Iacobelli earned a bachelor's degree in mathematics in 2009 and a master's degree cum laude in mathematics in 2012, both from the Sapienza University of Rome.

She received a joint Ph.D. from Sapienza University of Rome and the École Polytechnique in 2015 under the supervision of Emanuele Caglioti and François Golse. Her thesis was titled Dynamics of large particle systems.

From 2015 to 2017, she was a research associate at the University of Cambridge.
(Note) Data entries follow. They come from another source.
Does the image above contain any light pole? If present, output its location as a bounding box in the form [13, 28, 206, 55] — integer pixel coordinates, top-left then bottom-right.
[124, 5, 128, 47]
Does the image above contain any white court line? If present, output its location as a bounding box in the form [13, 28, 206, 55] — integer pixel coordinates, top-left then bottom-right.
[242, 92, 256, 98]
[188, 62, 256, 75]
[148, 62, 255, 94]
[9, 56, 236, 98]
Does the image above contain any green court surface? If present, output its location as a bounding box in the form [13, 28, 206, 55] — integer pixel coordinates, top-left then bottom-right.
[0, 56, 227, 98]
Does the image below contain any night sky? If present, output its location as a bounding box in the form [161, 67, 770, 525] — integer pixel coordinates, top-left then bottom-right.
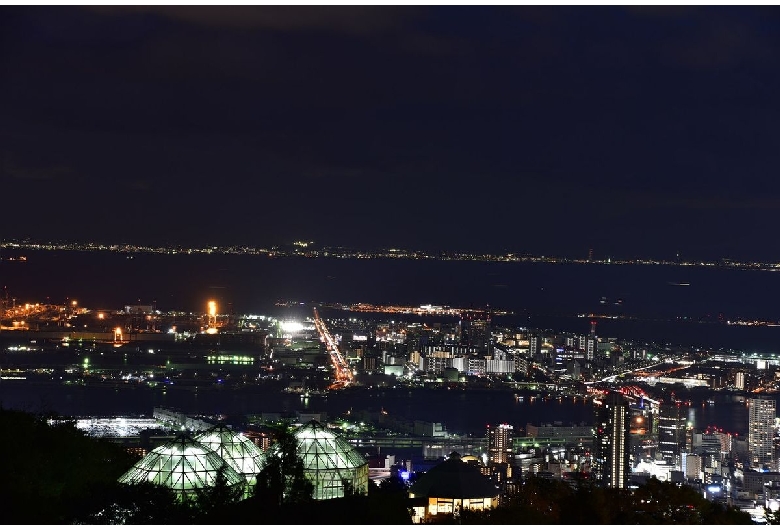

She was an assistant professor at Durham University from 2017 to 2019, and a titular professor at ETH Zurich from 2019 to 2023. In 2023, she was appointed associate professor at ETH Zurich.

During the 2024–2025 academic year, she was a Von Neumann Fellow at the Institute for Advanced Study in Princeton, New Jersey.

== Research ==

Iacobelli's research lies at the intersection of kinetic theory, plasma physics, statistical mechanics, and nonlinear partial differential equations. Her work studies the mathematical structures underlying singular limits, long-time dynamics, and degenerate problems.

Her research topics include Vlasov-type equations, quasineutral limits, kinetic Wasserstein distances, Landau damping, magnetic and electromagnetic plasma models, quantization of measures, and ultrafast diffusion. Her SNSF-funded project, Challenges and Breakthroughs in the Mathematics of Plasmas, focuses on kinetic models and singular limits for magnetized and electromagnetic plasma systems.

== Awards and honors ==
- 2015: L'Oréal-UNESCO For Women in Science (French edition)
- 2021: Invited speaker at the International Congress on Mathematical Physics
- 2024: Awarded an SNSF Starting Grant for the project Challenges and Breakthroughs in the Mathematics of Plasmas (2026–2030)
- 2025: Bartolozzi Prize

== Professional service ==
Iacobelli is a member of the Committee for Women in Mathematics of the European Mathematical Society. She is also a member of the standing committee of European Women in Mathematics.